Bom, o trecho do enunciado da questão é referente a um dos textos expostos na prova. Se o candidato consultasse o texto para entender a que os pronomes “deste” e “aquela” faziam referência, iria ler o seguinte: “(…) A alocação de novos recursos nada tem a ver, em princípio, com o impacto tecnológico. O avanço deste não acarreta necessariamente impacto positivo daquela”.
O uso do pronome demonstrativo “deste” serve para retomar outra passagem do texto, ou seja, faz referência ao impacto tecnológico; o pronome demonstrativo “daquela”, por sua vez, faz referência à alocação de novos recursos. Esse fenômeno, chamado anáfora, garante a coesão do texto e diz respeito a pessoas e objetos, tempos, lugares, fatos etc. mencionados em outros pontos do mesmo texto. Na questão, portanto, os pronomes “deste” e “daquela” exercem função anafórica (alternativa C).
Há casos, porém, em que os termos anunciam/antecipam outros. Por exemplo, na frase “Minha irmã disse isto: já está na hora de almoçar”, isto antecipa já está na hora de almoçar. Esse fenômeno é chamado de catáfora.
Na alternativa E, vemos a função dêitica. Você já ouvir falar nisso? Conforme explicação do prof. Rodolfo Ilari/Unicamp, em seu livro “Introdução à semântica: brincando com a gramátia”, chamamos de dêiticas as expressões que se interpretam por referência a elementos do contexto extra-lingüístico em que ocorre a fala. A dêixis diz respeito principalmente às pessoas que participam da interação verbal, ou a lugares e tempos que são localizados a partir da situação de fala. Ela realiza uma espécie de “ancoragem” da fala na realidade. Ocorre sobretudo por meio dos pronomes, dos artigos, dos tempos dos verbos e de certos advérbios.
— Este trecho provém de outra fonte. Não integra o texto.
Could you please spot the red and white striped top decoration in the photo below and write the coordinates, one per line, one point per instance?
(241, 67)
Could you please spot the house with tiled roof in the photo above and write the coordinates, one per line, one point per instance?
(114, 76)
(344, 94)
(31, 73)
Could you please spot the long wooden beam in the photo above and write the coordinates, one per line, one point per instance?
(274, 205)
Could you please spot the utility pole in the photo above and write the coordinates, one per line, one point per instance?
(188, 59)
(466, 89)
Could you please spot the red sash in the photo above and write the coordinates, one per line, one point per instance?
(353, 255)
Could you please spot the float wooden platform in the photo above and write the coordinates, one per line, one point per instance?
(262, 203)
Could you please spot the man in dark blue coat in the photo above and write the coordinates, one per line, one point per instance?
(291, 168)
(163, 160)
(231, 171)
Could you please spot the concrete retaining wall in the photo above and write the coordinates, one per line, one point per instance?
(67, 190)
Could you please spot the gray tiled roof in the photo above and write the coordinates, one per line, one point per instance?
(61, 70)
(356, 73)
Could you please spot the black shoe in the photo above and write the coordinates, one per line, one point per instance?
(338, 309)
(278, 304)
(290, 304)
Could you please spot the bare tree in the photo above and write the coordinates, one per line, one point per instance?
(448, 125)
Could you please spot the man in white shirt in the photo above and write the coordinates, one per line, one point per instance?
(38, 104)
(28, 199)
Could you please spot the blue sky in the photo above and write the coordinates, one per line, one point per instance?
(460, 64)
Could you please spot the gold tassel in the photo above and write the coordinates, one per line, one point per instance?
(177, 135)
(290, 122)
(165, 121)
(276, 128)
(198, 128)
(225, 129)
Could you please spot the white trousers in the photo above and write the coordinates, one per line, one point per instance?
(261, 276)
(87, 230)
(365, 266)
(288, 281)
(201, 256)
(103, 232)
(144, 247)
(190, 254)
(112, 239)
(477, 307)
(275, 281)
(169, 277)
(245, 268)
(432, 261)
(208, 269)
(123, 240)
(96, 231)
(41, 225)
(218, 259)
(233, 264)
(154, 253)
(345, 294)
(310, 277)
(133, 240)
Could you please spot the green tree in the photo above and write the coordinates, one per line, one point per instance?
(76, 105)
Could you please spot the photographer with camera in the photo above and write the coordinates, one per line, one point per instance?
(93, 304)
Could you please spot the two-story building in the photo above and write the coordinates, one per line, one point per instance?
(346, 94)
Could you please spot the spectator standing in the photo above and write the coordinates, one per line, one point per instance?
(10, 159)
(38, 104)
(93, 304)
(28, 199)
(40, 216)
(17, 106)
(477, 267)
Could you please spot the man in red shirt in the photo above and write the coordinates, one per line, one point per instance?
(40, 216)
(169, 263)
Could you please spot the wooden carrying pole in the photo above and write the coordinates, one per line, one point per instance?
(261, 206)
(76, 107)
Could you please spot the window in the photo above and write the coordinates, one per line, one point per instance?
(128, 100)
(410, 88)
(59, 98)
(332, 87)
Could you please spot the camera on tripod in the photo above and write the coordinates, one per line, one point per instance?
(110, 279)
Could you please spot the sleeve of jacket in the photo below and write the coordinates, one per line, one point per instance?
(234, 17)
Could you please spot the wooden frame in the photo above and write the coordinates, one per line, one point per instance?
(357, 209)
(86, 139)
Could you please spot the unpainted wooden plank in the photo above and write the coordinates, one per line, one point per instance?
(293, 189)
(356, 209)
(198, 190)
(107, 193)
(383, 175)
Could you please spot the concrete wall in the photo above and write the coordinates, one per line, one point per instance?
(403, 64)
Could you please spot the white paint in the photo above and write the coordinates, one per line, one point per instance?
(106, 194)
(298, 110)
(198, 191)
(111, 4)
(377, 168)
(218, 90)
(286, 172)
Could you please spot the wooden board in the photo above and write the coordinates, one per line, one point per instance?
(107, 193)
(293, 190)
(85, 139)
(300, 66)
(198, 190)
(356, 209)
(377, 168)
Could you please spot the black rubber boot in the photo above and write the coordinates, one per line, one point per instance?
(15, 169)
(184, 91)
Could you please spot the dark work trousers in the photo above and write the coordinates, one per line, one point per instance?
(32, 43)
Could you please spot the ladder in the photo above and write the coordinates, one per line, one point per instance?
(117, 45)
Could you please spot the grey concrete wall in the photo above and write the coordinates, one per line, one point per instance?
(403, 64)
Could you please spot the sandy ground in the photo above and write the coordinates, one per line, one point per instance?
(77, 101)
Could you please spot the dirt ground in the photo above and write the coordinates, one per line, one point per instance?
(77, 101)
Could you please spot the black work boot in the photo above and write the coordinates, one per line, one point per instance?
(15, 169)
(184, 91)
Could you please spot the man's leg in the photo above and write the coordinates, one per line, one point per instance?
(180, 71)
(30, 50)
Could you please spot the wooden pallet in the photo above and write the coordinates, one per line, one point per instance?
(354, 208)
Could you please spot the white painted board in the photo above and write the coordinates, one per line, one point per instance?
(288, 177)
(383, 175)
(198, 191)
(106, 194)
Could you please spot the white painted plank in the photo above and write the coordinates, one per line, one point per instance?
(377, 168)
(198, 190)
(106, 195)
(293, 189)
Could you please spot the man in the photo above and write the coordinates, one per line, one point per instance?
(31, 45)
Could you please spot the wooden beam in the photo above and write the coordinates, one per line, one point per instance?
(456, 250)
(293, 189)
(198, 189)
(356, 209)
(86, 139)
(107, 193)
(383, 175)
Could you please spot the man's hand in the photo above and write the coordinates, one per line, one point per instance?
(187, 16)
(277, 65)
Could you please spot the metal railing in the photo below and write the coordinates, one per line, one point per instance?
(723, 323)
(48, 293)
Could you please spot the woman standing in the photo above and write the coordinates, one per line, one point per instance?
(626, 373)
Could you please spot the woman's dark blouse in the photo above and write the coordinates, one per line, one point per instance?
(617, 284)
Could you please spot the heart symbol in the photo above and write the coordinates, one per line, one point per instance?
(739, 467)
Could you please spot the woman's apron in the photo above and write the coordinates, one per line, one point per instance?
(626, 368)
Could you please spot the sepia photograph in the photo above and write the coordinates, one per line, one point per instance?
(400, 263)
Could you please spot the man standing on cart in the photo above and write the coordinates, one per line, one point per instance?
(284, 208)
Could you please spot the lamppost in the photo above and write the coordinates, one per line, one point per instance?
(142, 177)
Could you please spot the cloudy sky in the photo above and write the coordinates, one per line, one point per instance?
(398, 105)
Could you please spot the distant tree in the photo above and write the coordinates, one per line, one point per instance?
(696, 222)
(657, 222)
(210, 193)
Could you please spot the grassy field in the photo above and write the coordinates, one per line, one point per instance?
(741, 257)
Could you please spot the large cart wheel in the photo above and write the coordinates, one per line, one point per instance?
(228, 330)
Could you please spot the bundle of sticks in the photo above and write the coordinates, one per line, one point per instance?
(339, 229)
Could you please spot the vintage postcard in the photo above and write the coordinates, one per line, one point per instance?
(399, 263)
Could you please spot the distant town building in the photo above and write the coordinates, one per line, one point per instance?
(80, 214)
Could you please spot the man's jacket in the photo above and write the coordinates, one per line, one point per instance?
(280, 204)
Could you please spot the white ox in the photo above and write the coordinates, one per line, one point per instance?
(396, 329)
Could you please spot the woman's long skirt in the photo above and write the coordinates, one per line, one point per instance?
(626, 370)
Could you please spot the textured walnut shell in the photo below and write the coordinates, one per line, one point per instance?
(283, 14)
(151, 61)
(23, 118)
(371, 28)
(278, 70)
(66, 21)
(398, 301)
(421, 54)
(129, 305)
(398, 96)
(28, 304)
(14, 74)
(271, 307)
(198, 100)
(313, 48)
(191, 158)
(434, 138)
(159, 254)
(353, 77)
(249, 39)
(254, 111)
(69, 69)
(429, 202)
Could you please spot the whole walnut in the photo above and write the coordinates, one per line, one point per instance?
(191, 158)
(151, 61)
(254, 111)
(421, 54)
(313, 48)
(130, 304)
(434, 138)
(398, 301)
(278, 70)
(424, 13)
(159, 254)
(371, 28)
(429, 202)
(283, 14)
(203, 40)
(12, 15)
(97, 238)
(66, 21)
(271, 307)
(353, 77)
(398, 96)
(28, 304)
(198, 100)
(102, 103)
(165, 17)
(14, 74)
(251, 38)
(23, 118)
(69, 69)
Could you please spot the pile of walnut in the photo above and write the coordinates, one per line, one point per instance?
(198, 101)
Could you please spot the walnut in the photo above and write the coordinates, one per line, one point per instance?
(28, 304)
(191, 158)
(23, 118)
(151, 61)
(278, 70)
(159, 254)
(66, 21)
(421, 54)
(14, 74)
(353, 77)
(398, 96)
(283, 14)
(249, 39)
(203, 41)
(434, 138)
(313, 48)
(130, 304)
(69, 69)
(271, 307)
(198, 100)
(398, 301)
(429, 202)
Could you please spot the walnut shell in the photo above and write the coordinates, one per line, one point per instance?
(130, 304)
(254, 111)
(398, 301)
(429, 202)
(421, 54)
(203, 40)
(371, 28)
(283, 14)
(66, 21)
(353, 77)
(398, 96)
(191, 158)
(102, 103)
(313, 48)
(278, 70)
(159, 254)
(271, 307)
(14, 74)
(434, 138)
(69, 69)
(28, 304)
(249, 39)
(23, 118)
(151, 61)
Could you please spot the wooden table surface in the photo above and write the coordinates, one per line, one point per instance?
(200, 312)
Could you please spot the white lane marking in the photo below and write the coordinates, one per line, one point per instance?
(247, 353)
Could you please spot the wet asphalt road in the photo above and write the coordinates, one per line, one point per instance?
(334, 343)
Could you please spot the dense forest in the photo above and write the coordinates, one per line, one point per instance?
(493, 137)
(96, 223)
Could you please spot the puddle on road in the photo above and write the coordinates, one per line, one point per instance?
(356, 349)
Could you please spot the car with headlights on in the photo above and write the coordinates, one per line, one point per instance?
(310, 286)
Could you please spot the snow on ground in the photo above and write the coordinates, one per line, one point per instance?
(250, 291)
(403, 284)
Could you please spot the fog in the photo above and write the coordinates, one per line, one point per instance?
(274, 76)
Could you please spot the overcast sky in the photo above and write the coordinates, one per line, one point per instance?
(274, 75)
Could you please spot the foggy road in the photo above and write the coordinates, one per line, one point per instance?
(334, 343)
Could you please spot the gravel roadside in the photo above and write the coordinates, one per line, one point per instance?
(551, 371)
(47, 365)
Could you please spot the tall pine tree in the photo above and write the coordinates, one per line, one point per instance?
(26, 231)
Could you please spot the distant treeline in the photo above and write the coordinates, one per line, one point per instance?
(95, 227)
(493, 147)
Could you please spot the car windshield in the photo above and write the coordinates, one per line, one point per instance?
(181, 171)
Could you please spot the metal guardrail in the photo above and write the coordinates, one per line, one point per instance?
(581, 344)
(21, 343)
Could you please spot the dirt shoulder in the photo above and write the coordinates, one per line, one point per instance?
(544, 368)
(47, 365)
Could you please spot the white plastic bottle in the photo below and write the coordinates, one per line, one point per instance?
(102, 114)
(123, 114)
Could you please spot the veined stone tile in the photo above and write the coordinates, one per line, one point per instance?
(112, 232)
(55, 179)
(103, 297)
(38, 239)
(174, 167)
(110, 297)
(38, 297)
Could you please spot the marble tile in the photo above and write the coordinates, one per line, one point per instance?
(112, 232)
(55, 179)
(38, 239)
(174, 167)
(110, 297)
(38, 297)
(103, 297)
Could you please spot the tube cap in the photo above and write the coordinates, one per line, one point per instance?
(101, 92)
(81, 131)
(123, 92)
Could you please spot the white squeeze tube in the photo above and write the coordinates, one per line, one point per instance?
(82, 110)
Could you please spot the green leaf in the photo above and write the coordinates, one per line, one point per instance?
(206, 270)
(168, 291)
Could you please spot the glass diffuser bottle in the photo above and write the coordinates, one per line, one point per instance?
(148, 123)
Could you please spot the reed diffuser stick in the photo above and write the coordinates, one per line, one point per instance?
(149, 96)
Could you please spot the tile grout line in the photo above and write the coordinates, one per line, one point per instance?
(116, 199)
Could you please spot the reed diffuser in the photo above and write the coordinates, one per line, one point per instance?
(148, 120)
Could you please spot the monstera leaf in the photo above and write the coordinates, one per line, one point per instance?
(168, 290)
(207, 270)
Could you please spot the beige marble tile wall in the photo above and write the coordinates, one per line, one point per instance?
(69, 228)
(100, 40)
Para entender a importância dessa “ancoragem”, convém imaginar a dificuldade que teríamos para entender de quem partiu um pedido de socorro trazido pelo mar numa garrafa fechada, sem data, sem referência a lugares e assinado por um desconhecido (Ilari, 2001).
Um outro exemplo: imagine que você trabalhe em uma empresa e está ansioso por uma reunião que ainda deve acontecer. Está tão ansioso que alguns colegas até sabem disso. Antes de a esperada reunião acontecer você é convocado para fazer uma viagem, também pela empresa. Após 4 dias fora, ao entrar em casa, no final da manhã, encontra o seguinte bilhete próximo à porta de entrada:

A questão é: Quem esteve em sua casa? Em que dia esteve? A reunião já aconteceu ou não?
Tais perguntas surgem, portanto, porque “estive” e “hoje” são expressões interpretadas deiticamente. O “hoje” do autor do bilhete pode ser diferente do “hoje” do destinatário. Sem a data no bilhete, por exemplo, você não conseguirá saber se a tão esperada reunião já aconteceu ou não.